The General Interpreter Lock (GIL) is a feature of CPython that significantly simplifies the implementation of Python because only one thread is allowed to run at a given time. The down side is that it is not possible to take advantage of multiple CPUs from within one Python process. Of course, there are many message passing libraries for Python such as standard library module multiprocessing, several MPI-based solutions and many pure Python solutions.
While message passing is a good solution for certain type of problems, it generates an overhead of serializing and de-serializing of data. Depending on the algorithm, this overhead might be considerable in relation to the gained speed-up. OpenMP (www.openmp.org) is a widely used standard for shared-memory programming on multicore machines.
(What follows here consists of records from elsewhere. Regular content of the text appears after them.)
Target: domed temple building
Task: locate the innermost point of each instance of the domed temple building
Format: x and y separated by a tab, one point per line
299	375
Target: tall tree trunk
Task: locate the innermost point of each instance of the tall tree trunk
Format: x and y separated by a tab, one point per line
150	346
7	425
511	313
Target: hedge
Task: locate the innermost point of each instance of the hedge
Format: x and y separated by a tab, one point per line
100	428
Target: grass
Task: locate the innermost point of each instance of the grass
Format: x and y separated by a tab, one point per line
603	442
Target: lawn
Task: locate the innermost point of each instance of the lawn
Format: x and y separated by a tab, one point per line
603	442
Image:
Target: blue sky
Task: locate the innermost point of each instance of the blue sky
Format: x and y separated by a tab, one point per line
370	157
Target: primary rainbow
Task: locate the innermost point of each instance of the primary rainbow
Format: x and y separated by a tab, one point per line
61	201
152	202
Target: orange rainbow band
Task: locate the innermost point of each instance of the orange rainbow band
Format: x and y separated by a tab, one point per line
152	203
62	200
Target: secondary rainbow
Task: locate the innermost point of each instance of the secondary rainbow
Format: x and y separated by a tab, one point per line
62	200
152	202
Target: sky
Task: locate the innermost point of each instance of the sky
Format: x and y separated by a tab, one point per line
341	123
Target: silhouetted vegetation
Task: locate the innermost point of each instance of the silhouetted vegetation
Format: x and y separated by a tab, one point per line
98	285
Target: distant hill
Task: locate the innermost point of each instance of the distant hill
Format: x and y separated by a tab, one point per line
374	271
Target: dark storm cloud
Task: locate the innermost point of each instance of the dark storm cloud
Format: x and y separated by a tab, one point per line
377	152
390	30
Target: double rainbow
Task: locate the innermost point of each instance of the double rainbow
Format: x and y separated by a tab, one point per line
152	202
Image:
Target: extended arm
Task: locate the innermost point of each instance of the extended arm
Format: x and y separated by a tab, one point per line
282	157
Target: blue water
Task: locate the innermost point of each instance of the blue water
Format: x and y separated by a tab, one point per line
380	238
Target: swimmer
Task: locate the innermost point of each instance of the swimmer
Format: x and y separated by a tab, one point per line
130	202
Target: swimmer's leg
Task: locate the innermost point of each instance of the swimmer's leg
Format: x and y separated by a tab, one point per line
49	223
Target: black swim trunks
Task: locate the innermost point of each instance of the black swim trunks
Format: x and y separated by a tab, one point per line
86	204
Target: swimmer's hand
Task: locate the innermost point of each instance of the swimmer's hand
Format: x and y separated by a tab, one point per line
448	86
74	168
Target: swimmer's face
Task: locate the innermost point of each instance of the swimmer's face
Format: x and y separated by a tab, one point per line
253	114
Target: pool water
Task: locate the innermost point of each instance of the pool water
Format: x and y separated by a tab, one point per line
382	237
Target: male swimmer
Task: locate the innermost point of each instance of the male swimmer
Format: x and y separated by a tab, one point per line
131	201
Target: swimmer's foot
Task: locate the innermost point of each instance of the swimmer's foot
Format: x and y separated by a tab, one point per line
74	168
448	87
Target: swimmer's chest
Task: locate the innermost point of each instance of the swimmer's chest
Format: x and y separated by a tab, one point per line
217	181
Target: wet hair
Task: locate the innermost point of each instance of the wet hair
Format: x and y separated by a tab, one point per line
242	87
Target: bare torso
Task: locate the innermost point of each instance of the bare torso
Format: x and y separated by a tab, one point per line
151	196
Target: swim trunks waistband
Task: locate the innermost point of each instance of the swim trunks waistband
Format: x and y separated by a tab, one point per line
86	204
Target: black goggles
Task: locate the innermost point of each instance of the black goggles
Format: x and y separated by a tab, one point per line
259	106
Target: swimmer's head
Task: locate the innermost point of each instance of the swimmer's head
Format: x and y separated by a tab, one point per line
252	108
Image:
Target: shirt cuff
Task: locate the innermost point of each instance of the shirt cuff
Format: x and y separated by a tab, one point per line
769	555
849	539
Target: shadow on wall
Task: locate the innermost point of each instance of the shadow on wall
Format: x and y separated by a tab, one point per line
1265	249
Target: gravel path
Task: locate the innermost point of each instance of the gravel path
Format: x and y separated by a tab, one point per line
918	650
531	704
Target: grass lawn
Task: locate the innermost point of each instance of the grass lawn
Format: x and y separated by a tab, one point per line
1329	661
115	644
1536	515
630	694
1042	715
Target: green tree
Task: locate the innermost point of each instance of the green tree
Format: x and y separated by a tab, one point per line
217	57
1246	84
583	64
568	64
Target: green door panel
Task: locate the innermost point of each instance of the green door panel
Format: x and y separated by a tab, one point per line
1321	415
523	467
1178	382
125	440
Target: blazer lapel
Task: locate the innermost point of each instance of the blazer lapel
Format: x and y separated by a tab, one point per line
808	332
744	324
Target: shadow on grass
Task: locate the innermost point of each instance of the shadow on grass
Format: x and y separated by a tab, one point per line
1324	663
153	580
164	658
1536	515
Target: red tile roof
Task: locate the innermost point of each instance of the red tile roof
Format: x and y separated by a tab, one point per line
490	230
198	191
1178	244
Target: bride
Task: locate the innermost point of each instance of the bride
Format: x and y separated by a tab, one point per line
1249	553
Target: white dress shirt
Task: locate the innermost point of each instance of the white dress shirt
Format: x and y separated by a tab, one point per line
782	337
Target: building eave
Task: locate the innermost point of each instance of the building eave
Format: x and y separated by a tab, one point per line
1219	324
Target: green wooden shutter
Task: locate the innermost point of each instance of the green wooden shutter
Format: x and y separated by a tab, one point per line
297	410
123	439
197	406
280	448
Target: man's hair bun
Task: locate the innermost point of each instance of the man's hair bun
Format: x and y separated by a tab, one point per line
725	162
Although OpenMP is only specified for C/C++ and Fortran, we can utilize it from Python. As there is a variety of tools to connect Python with C, there are many ways to take advantage of OpenMP from Python. One of the most comfortable for this task is Cython. It not only provides a programming experience very close to Python with only a few C-like additions, but also allows to easily adjust lower level aspects that are often important for parallel performance. Furthermore, it seamlessly integrates with NumPy and the small overhead compared with other tools for writing C extensions make Cython an attractive choice.
This talk gives a brief overview of parallel programming options in Python. It introduces Cython's OpenMP abilities focussing on parallel loops over NumPy arrays. Source code examples demonstrate how to use OpenMP from Python. Results for parallel algorithms with OpenMP show what speed-ups can be achieved for different data sizes compared to other parallelizing strategies.